HAMPDEN, Mass.—The 2019 season is still mostly on stand-by but for a few warm-wooded sugarmakers.
“I haven’t done nothing,” Thomas LeRay of Sweet Water Sugarhouse in Royalton, Mass. said on Friday, March 1. “I’ll start tapping on Monday. What’s the sense of tapping sooner and have the sap just sit there?”
Sugarmakers across the Maple Belt have been mostly idle, with a little bit of syrup made last weekend. Most have been frozen solid or buried in snow, or both.
“We got about a foot of snow and 40 mph winds,” said sugarmaker Mark Casper of Menomonie, Wisc. on Feb. 26. “Almost every county and township road in my county was impassable because of drifts up to 13 feet. It’s going to be a rough one trying to get started syruping.”
Casper wasn’t alone.
“We got three and a half feet in the woods,” said T.A. Greene of Sebago, Maine on Feb. 26. “And with layers of crust underneath. We’ve had a lot of rain with our snow.”
Greene said he wouldn’t be getting to his 1,000 taps until at least next week.
“The funny part is a year ago at this time we were boiling,” Greene said.
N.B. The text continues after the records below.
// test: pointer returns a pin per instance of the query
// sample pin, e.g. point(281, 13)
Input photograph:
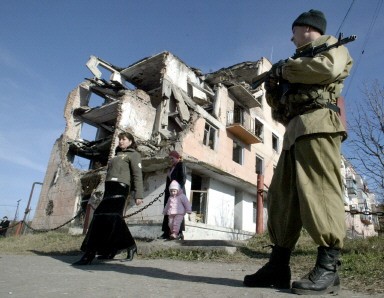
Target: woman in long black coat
point(108, 232)
point(176, 172)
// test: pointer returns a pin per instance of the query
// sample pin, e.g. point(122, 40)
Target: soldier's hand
point(277, 69)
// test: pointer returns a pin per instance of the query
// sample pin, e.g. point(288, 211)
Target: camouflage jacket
point(313, 82)
point(125, 167)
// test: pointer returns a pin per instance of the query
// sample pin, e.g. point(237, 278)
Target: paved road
point(47, 276)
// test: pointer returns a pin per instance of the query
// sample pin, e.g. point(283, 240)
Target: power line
point(376, 13)
point(342, 23)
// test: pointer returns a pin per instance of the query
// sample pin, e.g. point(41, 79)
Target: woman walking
point(108, 233)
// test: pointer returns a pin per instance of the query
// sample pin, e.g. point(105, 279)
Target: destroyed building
point(219, 124)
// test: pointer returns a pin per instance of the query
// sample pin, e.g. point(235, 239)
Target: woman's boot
point(86, 259)
point(276, 273)
point(130, 253)
point(323, 279)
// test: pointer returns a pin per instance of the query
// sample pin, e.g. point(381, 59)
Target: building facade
point(219, 124)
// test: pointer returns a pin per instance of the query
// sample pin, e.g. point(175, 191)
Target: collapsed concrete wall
point(216, 121)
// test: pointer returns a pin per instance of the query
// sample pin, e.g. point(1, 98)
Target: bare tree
point(366, 137)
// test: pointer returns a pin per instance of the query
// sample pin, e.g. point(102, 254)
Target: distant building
point(217, 122)
point(360, 204)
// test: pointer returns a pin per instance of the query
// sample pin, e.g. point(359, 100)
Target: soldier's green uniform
point(306, 189)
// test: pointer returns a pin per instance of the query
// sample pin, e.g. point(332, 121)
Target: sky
point(45, 44)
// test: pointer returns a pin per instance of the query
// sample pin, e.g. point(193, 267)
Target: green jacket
point(313, 82)
point(125, 167)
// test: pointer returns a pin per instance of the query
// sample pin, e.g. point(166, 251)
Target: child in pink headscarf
point(177, 206)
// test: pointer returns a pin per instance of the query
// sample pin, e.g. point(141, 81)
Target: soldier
point(306, 189)
point(4, 224)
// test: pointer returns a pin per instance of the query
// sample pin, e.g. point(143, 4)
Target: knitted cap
point(174, 185)
point(174, 154)
point(313, 18)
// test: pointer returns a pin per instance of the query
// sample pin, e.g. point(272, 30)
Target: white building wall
point(247, 206)
point(221, 204)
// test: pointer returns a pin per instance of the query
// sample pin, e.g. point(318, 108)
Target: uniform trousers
point(306, 192)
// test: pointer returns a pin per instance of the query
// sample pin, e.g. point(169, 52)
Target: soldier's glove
point(277, 69)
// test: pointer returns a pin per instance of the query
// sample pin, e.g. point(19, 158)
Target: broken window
point(254, 209)
point(238, 115)
point(86, 154)
point(237, 152)
point(275, 142)
point(259, 165)
point(259, 129)
point(210, 134)
point(199, 199)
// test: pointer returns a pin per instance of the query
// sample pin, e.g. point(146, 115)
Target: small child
point(177, 206)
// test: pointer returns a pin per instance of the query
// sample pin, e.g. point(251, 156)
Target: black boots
point(108, 256)
point(86, 259)
point(131, 251)
point(323, 279)
point(276, 273)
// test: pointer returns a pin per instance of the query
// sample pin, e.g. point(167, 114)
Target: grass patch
point(361, 270)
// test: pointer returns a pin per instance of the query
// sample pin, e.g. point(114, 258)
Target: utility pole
point(17, 211)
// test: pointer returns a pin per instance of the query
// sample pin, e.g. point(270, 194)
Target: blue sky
point(45, 45)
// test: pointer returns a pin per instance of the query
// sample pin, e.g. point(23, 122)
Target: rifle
point(311, 52)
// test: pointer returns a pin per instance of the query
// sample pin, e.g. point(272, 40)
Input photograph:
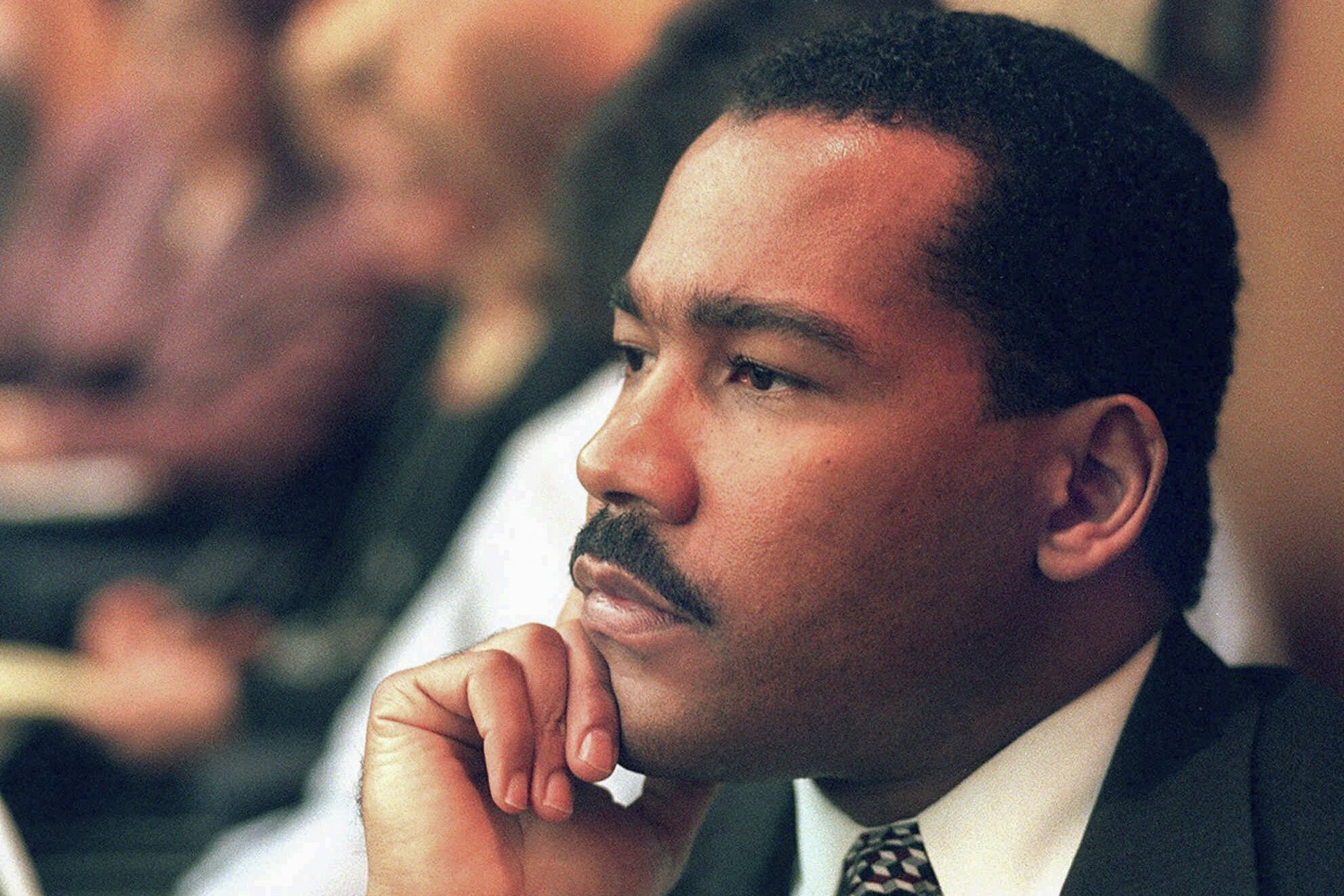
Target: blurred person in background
point(460, 228)
point(192, 356)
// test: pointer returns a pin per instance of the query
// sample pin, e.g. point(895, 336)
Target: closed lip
point(618, 584)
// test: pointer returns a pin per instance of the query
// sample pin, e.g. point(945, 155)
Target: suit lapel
point(1174, 814)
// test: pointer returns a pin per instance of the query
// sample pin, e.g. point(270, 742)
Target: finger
point(499, 706)
point(593, 721)
point(542, 654)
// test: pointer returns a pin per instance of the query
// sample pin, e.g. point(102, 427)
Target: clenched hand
point(479, 777)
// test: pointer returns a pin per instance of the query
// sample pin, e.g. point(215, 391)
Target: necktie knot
point(889, 860)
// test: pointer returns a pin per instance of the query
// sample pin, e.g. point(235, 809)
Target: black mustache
point(628, 540)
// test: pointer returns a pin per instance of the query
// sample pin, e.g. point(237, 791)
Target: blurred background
point(280, 277)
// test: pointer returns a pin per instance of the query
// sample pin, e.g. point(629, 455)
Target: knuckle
point(539, 640)
point(497, 662)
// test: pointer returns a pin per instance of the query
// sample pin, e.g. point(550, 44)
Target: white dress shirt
point(1013, 825)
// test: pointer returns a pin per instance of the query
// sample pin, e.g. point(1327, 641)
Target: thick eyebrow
point(623, 299)
point(744, 314)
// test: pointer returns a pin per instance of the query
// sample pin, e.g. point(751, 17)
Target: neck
point(1098, 626)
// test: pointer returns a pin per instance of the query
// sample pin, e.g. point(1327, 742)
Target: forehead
point(803, 207)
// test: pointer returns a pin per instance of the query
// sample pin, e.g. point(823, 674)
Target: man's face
point(843, 542)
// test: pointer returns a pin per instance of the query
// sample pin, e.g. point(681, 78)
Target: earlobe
point(1104, 490)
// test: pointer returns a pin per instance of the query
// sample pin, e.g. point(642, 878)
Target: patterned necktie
point(889, 860)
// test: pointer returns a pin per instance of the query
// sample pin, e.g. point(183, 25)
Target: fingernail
point(558, 793)
point(516, 794)
point(597, 750)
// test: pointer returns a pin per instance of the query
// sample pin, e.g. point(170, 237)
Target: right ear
point(1104, 492)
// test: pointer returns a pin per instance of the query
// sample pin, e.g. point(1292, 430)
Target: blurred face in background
point(445, 119)
point(198, 65)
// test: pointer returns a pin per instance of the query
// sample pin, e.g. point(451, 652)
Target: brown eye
point(759, 378)
point(632, 356)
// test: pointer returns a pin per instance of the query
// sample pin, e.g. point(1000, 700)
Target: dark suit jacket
point(1225, 784)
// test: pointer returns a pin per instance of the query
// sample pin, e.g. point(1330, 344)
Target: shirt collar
point(1012, 826)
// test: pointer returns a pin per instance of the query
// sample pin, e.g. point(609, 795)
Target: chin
point(687, 752)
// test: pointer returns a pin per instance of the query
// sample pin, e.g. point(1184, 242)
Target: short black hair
point(612, 179)
point(1097, 255)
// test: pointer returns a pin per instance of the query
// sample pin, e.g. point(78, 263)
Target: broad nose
point(642, 457)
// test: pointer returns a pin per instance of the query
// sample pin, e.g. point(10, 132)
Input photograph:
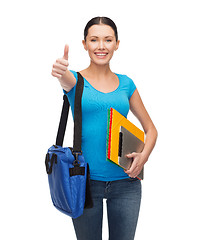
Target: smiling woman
point(104, 89)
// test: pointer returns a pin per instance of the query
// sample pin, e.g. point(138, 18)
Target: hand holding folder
point(123, 137)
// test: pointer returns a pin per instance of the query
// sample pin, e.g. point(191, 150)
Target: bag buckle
point(76, 162)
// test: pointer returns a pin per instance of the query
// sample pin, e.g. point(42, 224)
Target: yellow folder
point(115, 121)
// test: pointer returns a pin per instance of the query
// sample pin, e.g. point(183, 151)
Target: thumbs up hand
point(60, 66)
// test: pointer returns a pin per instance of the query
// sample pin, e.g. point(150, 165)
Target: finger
point(63, 62)
point(57, 70)
point(56, 75)
point(131, 155)
point(59, 66)
point(66, 50)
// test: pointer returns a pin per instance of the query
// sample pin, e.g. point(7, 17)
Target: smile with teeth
point(101, 54)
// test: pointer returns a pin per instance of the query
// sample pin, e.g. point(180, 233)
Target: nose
point(101, 45)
On Friday, March 1, at the ceremonial first tree tapping ceremony for the Massachusetts Maple Producers Associaton at Ferrindino Sugarhouse in Hampden, Mass. most producers gathered said they either hadn’t started their season or hadn’t done much.
“We’ve been frozen up tight,” said Dana Goodfield of Conway, Mass. “We got a run last weekend and had enough to sweeten the pan and make a little. I’ve made about 30 gallons, that’s it.”
Paul Sena of Worthington, Mass. said he had not finished tapping yet.
“We got 8,000 drilled and have another 2,000 to go,” Sena said on Friday. “But it’s normal for us not to start until later in March. We’re high up.”
Meanwhile, other sugarmakers have been making syrup.
Jerry Ferrindino, with son Andrew, had 247 gallons made already off their 3,000 taps.
Most of their syrup was made a week ago. The two say that their woods sit in a valley and that the trees had been running well until this week.
“It started off good but now the cold has stopped everything,” Ferrindino said on Friday at the tree tapping ceremony.
He was pleased with the sugar content so far. Mostly 2.1 percent, he said.
Down in Connecticut, sugarmakers Bob and Pat Dubos of Bats of Bedlam sugarhouse in Chaplin, Conn. were already on their sixth boil of the season during a visit from The Maple News on Monday, Feb. 25.
“I think it’s been great,” Dubos said. ‘It’s been great sap. We’re usually 1.6 percent or lower but it’s been consistently 2 percent or more so far.”
Dubos had his first boil on Feb. 11 and had made about 120 gallons so far on his 1,600 taps.
“As long as it doesn’t get warm and stay warm it could be a spectacular season,” he said.